Wednesday, November 28, 2012

Overwhelmed by Emotions...

Tonight as I stayed home from teens because I am still trying to kick this cold that just won't go away, I am feeling overwhelmed emotionally. I'm sure this may have something to do with hormones! 

As I think about this Christmas, my heart sinks in my chest as I think about our Maggie Grace who would have been 11 months this Christmas. I think about how much fun it would have been to have her here with us now, and just how much I miss our sweet girl! As I was online looking at shadow boxes (I want to put her things in one along with her urn, and pics for her) my heart sinks again and my eyes fill with tears as I think about putting all that is Maggie Grace into a box. What a strange concept to put this baby, who I worked so hard to grow in my belly for nine months into a box, I just don't know how I feel about that. Even though I am growing another baby in my belly now I can't help but miss her. She will always be my first born and she will always hold a special place in my heart, but as the time goes on and we have more children I don't want her to not be present. This is just something I am trying to figure out and understand how to deal with these, because this is something that I never thought I would have to deal with. As the days go on I'm trying to think of a way to celebrate her first Birthday, but to be honest I just don't know what would be fitting. My Maggie Grace in on my heart tonight. 

My other little girl Zoey, is apparently afraid of me touching her since last night, I pet her back and she freaked out made an awful noise and ran away from me and she did the same thing tonight. I was hoping that she would be better today, but it doesn't seem like it, she didn't even take a nap with me today which is something she always does with me. Which is just making me really sad stupid hormones making me so sensitive, but I really don't like that my little girl seems to be scared of me.

So, today I have just been overwhelmed by emotions and I just want to feel better! Sorry for the complaints, but sometimes I just need to get things off my chest! I hope you are all having a great week so far, here in I.Falls we just seem to be collecting more snow! Here are just a couple pics from my week so far.

XOXO Bee


JC leading worship with the teens on Sunday!

Watched Home Alone on Sunday night, such a holiday classic! 

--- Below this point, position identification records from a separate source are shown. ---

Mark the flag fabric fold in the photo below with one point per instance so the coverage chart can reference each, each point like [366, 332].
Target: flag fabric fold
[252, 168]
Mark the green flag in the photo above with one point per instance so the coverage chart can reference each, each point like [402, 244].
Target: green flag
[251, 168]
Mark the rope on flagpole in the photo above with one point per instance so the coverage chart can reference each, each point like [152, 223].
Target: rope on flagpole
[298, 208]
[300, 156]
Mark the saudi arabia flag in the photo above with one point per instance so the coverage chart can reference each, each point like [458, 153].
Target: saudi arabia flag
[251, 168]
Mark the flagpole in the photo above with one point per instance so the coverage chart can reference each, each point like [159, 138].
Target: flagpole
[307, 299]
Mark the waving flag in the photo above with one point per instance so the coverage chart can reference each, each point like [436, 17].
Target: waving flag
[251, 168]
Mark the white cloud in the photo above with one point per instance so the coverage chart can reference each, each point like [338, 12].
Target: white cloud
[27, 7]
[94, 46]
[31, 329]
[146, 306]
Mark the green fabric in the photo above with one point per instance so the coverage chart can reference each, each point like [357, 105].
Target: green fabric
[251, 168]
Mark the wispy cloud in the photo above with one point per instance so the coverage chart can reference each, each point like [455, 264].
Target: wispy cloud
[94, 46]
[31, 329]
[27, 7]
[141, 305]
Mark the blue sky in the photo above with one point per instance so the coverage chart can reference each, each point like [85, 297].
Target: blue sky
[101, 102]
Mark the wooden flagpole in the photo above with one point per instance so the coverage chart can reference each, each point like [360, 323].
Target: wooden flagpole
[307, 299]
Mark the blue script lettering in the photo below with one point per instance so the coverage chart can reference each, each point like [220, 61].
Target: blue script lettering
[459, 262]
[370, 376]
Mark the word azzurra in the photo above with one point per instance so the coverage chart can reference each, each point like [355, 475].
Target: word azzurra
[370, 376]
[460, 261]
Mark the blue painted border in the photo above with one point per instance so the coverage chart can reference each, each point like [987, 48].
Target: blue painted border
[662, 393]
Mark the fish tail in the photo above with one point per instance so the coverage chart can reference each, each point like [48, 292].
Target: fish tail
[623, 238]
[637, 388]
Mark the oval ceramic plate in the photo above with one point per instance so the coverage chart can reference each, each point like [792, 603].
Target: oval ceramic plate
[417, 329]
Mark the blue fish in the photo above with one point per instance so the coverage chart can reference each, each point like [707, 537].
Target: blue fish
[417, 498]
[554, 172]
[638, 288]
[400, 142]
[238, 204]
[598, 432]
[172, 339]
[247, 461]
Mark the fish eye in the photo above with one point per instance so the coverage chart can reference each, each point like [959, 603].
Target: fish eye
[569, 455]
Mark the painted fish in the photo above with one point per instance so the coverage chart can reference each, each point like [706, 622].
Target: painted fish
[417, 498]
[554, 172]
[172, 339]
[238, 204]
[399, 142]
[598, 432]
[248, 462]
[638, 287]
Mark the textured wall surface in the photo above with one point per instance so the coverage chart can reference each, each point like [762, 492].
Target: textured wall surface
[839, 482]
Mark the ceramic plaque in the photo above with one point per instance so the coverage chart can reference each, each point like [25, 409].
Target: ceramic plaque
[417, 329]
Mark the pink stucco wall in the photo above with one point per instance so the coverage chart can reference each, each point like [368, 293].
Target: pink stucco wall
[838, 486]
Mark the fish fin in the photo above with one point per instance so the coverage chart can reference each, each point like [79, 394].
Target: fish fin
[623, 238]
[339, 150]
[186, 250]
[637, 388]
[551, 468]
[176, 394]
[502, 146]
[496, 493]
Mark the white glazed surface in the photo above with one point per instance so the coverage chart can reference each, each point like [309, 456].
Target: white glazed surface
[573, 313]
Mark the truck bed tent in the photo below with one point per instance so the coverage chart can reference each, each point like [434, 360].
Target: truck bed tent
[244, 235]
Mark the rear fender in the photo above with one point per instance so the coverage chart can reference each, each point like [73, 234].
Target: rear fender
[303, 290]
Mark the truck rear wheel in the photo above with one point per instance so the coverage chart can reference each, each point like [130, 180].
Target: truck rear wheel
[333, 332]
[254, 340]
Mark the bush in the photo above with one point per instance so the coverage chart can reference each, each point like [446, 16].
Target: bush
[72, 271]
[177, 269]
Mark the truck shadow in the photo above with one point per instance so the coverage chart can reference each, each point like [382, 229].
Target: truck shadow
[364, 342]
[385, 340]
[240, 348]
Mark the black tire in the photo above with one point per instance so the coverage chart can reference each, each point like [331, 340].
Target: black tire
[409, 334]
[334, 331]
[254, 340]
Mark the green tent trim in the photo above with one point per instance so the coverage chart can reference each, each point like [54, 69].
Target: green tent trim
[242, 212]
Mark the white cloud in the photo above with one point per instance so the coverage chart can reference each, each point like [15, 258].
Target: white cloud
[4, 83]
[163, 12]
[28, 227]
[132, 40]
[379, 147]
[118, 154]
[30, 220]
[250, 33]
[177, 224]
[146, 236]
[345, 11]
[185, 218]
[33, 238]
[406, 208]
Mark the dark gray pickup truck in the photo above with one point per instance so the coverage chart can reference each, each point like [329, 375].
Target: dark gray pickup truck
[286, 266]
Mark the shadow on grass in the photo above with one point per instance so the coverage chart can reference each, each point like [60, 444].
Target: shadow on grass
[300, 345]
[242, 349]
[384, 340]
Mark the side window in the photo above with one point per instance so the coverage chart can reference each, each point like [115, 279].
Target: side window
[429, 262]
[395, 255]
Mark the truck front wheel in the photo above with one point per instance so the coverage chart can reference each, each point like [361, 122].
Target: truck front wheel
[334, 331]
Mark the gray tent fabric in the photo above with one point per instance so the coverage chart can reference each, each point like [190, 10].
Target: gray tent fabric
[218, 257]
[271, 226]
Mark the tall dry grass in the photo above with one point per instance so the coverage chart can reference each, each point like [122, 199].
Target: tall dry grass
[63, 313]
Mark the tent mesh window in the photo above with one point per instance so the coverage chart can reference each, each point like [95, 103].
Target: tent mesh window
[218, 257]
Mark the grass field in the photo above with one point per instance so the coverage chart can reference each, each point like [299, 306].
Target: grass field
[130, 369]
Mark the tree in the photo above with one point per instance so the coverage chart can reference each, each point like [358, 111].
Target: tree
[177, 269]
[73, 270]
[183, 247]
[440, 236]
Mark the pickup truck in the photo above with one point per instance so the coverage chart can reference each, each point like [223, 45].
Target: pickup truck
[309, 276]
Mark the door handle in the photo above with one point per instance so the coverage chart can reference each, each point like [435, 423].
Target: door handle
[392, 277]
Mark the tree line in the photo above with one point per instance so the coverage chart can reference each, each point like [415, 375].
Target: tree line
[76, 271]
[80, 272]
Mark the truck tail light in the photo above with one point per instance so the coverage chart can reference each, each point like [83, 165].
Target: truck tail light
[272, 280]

Our homemade Cinnamon Rolls! Delish! 

1 comment:

  1. I think you should make a cake, buy flowers, invite close friends, and celebrate the day that you first saw your little girl, and the day that she started her life in heaven. about Zoey, does anything else in her behavior suggest that her back hurts/is injured? I know that I have a hard time when my dog growls like she is annoyed that I'm touching her. I hope Zoey's better today.